Experts Fear Texas Grid Becoming More Difficult to Manage

( – Global warming might be in dispute but the Texas electricity grid is struggling to operate as year-over-year increases in capacity and usage are ongoing. A former power official notes that unless “aggressive” steps are taken and a clear strategy put into place, the entire power grid could fail leaving millions without power in the height of extreme heat.

Texas temperatures have risen every summer for the last 30 years along with the population, but the power grid has not expanded as needed. Consumer usage is only one factor as industrial usage is also increasing as Texas is home to several different large manufacturers and facilities.

Thankfully Texas has a growing solar and wind power industry and that is expected to provide for half of the currently anticipated needed energy in 2035.

Extreme temperatures are one hurdle; other forces of nature such as a tornado can cause further destruction that the system is not prepared for. In mid-July 2023 there was a bout of thunderstorms and a tornado that took out one smaller substation resulting in over 100,000 people without power for several days.
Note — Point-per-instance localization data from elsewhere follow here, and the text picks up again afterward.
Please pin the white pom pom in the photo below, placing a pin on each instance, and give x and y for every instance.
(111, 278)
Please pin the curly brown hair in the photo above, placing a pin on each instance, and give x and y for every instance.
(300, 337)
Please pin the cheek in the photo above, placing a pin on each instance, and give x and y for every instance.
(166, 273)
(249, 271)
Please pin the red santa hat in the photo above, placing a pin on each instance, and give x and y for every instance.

Texas Governor Greg Abbott vetoed an energy conservation bill that passed the legislature with bi-partisan support. Supporters claimed the bill would have helped grow energy supply, make new buildings more efficient, and prepare for the inevitable disasters that can upend the energy system.

Texas, like California, is asking residents to adjust their needs during peak times this summer and to use creative, non-electrical methods for keeping cool. The Houston Chronicle opines that Abbott’s veto is reckless and lacks foresight. Abbott has not indicated whether he has a better idea, and he has not explained his rationale for vetoing the bill.

The population of Texas continues to grow and residents are hopeful the state can adapt to solar and wind power quickly to avoid unnecessary suffering in the ever-growing Texas summer heat.